What is your cost and smooth function?
i tried to implement sum-product algorithm.. i didnt get the output..can u help me out what values needs to be taken for scaling and lambda value ?
I no longer have time for this project. Best to use my c++ code and hack it for your project.
Nice tutorial, worth reading!
Thank you.
Thank you for the tutorial!
Just one question, in the MAP function you do:
if(cost best ?
what will mrf.grid[i].best_assignment be?
Thanks!
My comment was not displayed correctly:
if(cost best?
what mrf.grid[i].best_assignment will be?
You don’t initialize best_assignment. If cost is larger than best what happens?
best is set to highest possible number, it’s impossible to be higher than best
Hi there thank you for the tutorial. I made a mex function fir your code and was wondering why the message update in all iterations is done on the min value from previous pixels. When going through pixels if one has a value greater than 65535 then won’t it propergate through and make the algorithm get stuck?
I’m using a 32bit unsigned int.
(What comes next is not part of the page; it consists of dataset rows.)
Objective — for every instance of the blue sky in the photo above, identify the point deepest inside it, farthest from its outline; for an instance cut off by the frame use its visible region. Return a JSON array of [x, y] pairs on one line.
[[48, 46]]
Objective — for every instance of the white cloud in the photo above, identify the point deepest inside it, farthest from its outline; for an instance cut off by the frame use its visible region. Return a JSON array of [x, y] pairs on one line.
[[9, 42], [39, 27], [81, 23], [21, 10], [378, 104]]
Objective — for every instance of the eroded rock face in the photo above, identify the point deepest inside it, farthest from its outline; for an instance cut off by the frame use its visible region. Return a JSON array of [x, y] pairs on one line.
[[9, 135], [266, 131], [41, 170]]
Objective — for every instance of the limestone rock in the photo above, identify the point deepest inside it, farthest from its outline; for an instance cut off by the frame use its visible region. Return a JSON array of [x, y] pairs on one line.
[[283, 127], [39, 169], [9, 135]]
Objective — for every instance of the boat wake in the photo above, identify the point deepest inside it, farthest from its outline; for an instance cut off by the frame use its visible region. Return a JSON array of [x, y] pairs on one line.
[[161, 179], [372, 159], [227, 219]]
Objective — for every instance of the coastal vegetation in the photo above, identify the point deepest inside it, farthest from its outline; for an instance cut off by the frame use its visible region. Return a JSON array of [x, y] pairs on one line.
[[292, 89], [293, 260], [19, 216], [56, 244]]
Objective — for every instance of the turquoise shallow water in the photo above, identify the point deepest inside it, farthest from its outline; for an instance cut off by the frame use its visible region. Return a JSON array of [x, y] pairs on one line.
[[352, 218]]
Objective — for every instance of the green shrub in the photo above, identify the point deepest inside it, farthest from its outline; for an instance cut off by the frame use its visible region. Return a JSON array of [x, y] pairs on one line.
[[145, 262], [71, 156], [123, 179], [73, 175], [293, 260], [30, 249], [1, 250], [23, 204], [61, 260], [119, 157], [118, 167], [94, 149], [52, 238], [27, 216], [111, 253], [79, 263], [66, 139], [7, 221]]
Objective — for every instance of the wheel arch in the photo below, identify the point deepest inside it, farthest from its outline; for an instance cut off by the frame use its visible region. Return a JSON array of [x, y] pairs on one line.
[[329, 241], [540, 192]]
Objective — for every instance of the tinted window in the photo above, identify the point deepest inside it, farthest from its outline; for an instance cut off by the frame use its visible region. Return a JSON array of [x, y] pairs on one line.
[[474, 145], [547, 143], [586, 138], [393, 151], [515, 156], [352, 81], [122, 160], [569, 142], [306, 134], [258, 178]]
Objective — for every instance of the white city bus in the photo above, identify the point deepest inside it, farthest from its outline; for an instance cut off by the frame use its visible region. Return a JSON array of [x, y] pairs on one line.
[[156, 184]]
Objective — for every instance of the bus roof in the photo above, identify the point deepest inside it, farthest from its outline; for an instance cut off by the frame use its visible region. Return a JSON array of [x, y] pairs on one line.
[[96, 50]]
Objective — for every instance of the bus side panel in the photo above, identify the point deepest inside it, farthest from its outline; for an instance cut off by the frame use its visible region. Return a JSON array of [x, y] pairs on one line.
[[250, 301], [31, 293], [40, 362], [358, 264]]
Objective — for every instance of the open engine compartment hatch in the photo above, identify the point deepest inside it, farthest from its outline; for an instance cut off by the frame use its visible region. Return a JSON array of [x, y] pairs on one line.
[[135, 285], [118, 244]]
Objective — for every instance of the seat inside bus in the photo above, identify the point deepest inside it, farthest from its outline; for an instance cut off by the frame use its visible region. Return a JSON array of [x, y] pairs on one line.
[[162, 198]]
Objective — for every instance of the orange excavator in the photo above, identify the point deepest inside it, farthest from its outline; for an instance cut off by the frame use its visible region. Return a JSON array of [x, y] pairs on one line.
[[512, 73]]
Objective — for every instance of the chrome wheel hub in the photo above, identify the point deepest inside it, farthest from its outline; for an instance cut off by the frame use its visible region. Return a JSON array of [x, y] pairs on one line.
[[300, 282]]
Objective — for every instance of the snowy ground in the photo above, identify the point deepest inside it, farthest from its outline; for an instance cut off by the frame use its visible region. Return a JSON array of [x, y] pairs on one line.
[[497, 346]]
My memory is a bit fuzzy on my choice of implementation but it was meant to be the same algorithm from what I learnt on Coursera.
Great Tutorial. Thanks 🙂
For the incoming messages, let’s say, I’m at the top layer — it only has at most two neighbors, but when I specify a direction I am looking for all neighbors not the one I’m sending too. For example, if I am sending RIGHT.. I look LEFT, TOP, and DOWN, but if I am the top layer, I do not have a top neighbor; this shouldn’t be an issue since its zero but just wondering.
You are correct here and that’s my thought process. I don’t know if there’s more to discuss beyond that.
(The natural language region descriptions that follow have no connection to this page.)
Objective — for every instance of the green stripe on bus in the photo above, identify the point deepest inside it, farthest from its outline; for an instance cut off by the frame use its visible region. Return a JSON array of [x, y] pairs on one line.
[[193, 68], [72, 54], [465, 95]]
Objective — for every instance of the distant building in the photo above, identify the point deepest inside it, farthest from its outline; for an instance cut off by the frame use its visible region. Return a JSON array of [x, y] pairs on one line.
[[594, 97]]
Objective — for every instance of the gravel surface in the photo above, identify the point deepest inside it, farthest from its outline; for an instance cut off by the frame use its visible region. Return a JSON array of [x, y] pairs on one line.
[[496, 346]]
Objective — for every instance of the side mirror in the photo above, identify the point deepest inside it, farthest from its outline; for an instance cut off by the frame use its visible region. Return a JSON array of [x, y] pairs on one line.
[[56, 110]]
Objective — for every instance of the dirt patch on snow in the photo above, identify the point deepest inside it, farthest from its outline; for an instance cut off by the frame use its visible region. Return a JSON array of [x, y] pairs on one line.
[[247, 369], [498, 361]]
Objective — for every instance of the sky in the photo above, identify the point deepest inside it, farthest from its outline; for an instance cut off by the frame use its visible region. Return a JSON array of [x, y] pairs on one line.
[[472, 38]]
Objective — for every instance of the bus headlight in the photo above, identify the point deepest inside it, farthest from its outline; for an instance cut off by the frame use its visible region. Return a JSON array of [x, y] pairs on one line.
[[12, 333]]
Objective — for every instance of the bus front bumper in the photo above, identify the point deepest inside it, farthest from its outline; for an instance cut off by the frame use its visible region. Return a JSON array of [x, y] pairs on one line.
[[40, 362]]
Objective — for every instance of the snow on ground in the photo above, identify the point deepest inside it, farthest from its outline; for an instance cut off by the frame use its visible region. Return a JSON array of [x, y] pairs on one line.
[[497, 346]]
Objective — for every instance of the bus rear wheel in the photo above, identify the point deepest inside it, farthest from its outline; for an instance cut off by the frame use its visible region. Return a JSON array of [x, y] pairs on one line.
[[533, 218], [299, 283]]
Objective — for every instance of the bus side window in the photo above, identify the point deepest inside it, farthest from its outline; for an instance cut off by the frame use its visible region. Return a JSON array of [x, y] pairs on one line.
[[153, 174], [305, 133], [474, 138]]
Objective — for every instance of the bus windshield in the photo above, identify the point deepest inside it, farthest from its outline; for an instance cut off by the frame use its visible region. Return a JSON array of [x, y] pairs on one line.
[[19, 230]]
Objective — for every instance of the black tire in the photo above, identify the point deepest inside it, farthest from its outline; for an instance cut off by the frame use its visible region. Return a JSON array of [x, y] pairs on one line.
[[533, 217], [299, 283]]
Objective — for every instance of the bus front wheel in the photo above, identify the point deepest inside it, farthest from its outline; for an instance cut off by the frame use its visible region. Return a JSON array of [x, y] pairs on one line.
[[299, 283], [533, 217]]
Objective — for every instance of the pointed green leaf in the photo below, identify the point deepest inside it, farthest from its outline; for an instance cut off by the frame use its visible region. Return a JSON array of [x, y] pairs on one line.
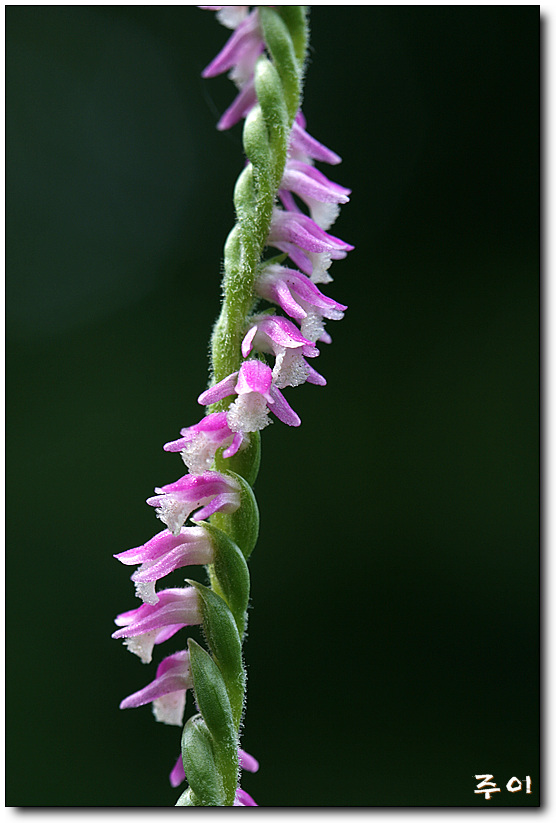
[[224, 642], [243, 525], [200, 766], [231, 574], [277, 38]]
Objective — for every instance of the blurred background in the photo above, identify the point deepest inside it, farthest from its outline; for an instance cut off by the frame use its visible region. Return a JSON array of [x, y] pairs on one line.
[[393, 641]]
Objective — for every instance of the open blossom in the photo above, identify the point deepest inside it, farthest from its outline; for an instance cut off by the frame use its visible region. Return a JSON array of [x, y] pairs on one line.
[[307, 244], [167, 691], [147, 626], [253, 385], [199, 443], [246, 762], [321, 195], [279, 336], [165, 553], [299, 297], [176, 501], [239, 56]]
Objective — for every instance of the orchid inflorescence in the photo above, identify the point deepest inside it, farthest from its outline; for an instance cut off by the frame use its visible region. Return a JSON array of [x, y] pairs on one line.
[[210, 514]]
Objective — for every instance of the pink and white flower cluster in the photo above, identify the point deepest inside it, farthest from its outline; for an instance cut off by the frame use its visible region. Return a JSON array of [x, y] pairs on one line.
[[256, 388], [309, 204]]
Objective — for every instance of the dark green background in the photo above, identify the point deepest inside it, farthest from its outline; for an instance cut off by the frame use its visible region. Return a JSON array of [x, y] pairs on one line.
[[393, 644]]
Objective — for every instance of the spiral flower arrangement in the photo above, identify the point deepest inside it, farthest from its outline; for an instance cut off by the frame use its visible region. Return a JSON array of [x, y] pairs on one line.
[[282, 202]]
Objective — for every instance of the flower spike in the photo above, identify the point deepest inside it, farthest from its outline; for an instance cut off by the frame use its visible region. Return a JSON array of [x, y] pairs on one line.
[[253, 384], [210, 514], [167, 691]]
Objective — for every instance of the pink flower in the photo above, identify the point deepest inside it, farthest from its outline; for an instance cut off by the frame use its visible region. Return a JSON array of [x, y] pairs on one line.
[[199, 443], [298, 296], [253, 385], [279, 336], [211, 490], [243, 799], [310, 248], [239, 56], [321, 195], [167, 691], [149, 625], [163, 554], [246, 761]]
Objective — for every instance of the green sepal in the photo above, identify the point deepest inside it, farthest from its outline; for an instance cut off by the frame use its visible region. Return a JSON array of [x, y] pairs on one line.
[[279, 42], [242, 525], [230, 574], [295, 18], [224, 642], [212, 699], [200, 764], [270, 94], [246, 461], [187, 798]]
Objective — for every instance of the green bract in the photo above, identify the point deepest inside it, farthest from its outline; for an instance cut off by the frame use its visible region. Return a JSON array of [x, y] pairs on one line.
[[210, 740]]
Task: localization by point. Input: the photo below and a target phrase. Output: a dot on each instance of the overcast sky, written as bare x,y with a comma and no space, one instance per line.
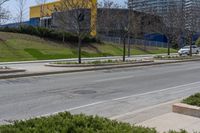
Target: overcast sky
12,6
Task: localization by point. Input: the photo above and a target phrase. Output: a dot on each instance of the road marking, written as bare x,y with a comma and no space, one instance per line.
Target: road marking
141,110
111,79
122,98
148,108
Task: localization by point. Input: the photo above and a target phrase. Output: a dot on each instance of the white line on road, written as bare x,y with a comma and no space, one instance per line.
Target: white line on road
148,108
141,110
111,79
122,98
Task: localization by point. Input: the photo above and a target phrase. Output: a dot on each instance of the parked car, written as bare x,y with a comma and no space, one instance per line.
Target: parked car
186,50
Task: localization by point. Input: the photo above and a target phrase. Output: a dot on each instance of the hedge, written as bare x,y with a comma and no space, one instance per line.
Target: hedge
67,123
193,100
46,33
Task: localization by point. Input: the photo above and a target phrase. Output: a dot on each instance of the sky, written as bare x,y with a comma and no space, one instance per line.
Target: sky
13,8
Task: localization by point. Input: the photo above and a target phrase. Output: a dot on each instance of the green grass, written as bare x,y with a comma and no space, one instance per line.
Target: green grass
67,123
20,47
193,100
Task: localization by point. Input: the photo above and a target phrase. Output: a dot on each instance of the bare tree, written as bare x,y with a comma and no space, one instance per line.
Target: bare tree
192,22
43,8
4,13
22,10
76,17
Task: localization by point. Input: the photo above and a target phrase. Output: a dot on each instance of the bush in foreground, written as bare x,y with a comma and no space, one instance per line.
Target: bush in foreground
193,100
67,123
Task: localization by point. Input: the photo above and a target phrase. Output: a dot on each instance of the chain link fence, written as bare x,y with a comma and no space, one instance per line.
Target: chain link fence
117,40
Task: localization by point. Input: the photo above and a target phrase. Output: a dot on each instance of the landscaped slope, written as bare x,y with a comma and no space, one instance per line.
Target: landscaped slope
67,123
19,47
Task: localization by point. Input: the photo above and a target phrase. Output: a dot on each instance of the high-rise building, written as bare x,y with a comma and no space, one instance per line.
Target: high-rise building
190,9
158,7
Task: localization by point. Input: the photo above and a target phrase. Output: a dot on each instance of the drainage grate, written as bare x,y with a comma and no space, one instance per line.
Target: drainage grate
84,92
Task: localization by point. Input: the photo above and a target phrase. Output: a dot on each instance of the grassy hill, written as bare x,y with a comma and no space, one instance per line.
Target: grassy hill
20,47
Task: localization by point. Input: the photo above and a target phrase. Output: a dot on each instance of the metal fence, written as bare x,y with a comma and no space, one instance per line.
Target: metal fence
117,40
I want to implement datacost and smoothness cost in matalab can u help m
You’re on your own with this one. Maybe someone else reading this can.
Hi harshada
did you implement the datacost and smoothness cost in matalab ? I am in the same situation and I can’t understand how to implement the smoothness cost to use it with the GCO 3.0 http://vision.csd.uwo.ca/code/gco-v3.0.zip
thanks I hope that you will see my message 🙂
Excellent tutorial! Really cleared up the concepts.
That’s the best paper on the subject.
clear, fluent, intuitive, thanks a lot for your time.
Hello,I am a new hand,I need to write a essay,then I read your article,so excellent.
I want to manipulate this operation,I had download your file,then what should I do,such as some programs to operate it ,C language?? linux?? please tell me ,really thanks~
It’s C++.
Hi nghiaho12,
First a great thankfull for your algorithm ! It works very well and I am very impressed.
Second, Do you think it will be possible to implement this algorithm in C ? it seems very complicated…
Regards,
PierLow
Hey there!
How could this be applied for voxel (3D) classification?
Thanks for this nice and easy to follow article! 🙂
I have a question. Why the joint probability in the given table above (sum-product section) doesn’t sum to one??
Good catch! I’ll address it.
Not sure, if this is still maintained, but I try my luck anyways:
I have learned, that message updates depend only on the messages of the previous iteration. However in your code, in SendMsg(), you update the messages of neighboring pixels and use this result, when you process the next pixel. For example, when direction is RIGHT, you set the LEFT message of pixel y * width + x + 1. Due to the loop in BP() this pixel is processed next and will use the updated LEFT message.
Am I mistaken or is this a flaw in your code?
I don’t have an answer for this. A quick search from https://raw.githubusercontent.com/daviddoria/Tutorials/master/BeliefPropagation/BeliefPropagation.pdf mentions this:
8.2 Update Schedule
As noted in 7, there is no natural ordering of the nodes in an MRF. Because of
this, you can update message in any order you would like. Often, a raster scan
of the MRF is used. Alternatively, the message to update can also be selected
at random.
It doesn’t quite answer what you’re asking though.